Une fois de plus, elle ressurgit : l'une des plus grandes énigmes de
l'histoire récente n'en finit pas de se rappeler régulièrement à notre
mémoire à coups de nouveaux éléments, indices oubliés, pistes
négligées. Qui a tué le président rwandais Juvénal Habyarimana
le 6 avril 1994, lors d'un attentat spectaculaire resté non revendiqué
? Depuis dix-huit ans, cette question suscite des débats passionnés.
Car même si l'attentat est le déclencheur et non la cause du génocide
de la minorité tutsie, programmé de longue date, l'identité des
commanditaires pèse forcément sur la lecture des événements.
Lynchage. Longtemps, c'est la thèse d'un attentat fomenté par les
rebelles tutsis du FPR qui a dominé. Elle s'impose même dans les
minutes qui suivent l'explosion de l'avion de Habyarimana dans le ciel
de Kigali. Dès l'annonce de l'attentat, les proches du chef de l'Etat
assassiné, sa famille et les barons du régime vont mettre en cause les
rebelles et « leurs alliés naturels » au sein de la population, ainsi que
les Belges, qui constituaient alors le principal contingent de Casques
bleus occidentaux présents dans le pays. Résultat : après le lynchage
de dix d'entre eux, les Casques bleus belges quittent le pays, livré du
coup aux ultras du régime rwandais qui déciment systématiquement les
Tutsis du pays. 800 00 morts en trois mois : c'est le plus fulgurant
massacre jamais recensé. On comprend dès lors que l'attentat
« déclencheur » suscite autant de curiosités. Et de blocages.
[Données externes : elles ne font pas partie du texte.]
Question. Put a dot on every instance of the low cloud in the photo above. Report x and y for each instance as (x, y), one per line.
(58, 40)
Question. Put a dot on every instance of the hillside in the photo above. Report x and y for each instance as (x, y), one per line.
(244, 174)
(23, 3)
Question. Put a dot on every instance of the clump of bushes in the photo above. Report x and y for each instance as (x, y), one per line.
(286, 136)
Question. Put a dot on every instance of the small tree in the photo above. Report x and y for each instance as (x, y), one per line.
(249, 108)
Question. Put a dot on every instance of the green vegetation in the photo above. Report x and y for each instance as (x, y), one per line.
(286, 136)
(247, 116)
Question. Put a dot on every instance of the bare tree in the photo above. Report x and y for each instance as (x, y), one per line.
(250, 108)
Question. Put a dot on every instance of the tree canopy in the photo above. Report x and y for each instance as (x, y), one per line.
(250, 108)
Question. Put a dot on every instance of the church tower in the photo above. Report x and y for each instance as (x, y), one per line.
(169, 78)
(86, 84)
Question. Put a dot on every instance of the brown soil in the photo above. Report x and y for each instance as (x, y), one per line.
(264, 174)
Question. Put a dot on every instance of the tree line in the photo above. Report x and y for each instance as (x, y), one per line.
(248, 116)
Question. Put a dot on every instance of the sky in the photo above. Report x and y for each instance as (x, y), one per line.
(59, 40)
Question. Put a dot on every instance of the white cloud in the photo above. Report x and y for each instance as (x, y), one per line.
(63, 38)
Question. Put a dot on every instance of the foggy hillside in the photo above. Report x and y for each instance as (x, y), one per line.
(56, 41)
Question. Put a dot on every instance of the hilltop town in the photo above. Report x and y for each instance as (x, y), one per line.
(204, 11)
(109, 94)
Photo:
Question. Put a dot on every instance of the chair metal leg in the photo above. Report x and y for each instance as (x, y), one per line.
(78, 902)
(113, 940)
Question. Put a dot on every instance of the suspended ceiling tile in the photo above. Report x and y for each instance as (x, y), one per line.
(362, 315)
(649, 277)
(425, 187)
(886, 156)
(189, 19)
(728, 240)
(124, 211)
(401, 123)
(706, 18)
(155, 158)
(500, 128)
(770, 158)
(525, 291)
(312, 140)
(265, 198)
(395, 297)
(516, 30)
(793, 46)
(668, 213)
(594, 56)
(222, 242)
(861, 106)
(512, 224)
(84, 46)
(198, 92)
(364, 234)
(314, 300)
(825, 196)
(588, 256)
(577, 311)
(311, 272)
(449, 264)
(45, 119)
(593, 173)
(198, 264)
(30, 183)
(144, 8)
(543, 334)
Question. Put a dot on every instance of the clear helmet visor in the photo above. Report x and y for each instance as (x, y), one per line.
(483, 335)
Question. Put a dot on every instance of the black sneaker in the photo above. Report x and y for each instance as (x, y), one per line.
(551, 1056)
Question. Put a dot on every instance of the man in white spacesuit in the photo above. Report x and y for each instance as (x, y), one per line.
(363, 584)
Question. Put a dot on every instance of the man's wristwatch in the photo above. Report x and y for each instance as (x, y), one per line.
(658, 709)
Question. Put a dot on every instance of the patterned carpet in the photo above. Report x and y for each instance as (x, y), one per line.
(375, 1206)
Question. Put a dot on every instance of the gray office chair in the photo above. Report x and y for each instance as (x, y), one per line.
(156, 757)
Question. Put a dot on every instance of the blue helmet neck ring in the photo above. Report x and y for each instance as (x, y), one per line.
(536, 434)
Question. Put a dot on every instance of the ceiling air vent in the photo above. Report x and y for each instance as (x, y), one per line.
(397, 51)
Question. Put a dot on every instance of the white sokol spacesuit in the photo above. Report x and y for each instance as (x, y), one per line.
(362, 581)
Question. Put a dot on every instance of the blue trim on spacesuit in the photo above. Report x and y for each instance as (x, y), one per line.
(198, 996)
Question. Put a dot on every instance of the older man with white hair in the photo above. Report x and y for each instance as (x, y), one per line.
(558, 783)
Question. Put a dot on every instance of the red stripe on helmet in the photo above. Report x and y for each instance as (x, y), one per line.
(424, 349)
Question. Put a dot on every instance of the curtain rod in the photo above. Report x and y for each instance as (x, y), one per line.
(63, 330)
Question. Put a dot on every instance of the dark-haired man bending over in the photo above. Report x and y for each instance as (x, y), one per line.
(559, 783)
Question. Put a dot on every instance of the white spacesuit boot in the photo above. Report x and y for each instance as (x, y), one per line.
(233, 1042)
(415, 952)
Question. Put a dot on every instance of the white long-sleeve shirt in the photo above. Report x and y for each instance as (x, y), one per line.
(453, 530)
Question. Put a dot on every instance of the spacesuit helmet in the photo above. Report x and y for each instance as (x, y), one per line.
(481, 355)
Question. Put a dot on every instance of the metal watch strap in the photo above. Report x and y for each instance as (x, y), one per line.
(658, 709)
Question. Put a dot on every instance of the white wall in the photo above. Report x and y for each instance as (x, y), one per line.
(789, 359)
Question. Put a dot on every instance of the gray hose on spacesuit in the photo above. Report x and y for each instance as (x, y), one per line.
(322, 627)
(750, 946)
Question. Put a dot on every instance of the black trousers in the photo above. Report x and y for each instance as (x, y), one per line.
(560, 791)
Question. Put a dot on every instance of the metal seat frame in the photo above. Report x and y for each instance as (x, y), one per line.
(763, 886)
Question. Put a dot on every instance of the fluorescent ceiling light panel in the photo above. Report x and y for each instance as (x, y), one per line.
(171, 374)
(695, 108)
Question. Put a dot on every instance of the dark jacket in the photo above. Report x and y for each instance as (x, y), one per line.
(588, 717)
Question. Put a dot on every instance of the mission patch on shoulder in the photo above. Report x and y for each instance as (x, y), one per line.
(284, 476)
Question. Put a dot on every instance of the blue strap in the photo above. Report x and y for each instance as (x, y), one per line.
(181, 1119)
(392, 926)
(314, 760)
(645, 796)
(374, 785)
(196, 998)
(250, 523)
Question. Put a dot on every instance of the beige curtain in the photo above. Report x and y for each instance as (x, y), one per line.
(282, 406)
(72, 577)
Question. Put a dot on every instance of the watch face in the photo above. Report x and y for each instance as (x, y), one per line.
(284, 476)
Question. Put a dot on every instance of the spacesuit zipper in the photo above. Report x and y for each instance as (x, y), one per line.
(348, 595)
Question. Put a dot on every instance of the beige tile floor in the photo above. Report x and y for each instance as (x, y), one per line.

Hasard. C'est presque par hasard, dans le cadre d'une recherche
historique, que Linda Melvern, journaliste britannique, tombe sur la
fameuse liste évoquant la présence de missiles Mistral, dans les
archives de l'ONU. Le document avait été adjoint et noyé au milieu d'un
autre rapport. Pourquoi est-ce si important ? Parce que, depuis 1994,
les anciens officiers rwandais inculpés par le Tribunal pénal
international pour le Rwanda n'ont cessé d'affirmer qu'aucun des leurs
ne pouvait être mêlé à cet attentat, car ils ne possédaient pas de
missiles. Les autorités françaises, qui les ont trop longtemps
soutenus, formés et équipés, ont suivi le même raisonnement : sans
arme, pas de crime possible. Mais alors, que viennent faire ces Mistral
dans les stocks de l'armée rwandaise ? Et qui savait ?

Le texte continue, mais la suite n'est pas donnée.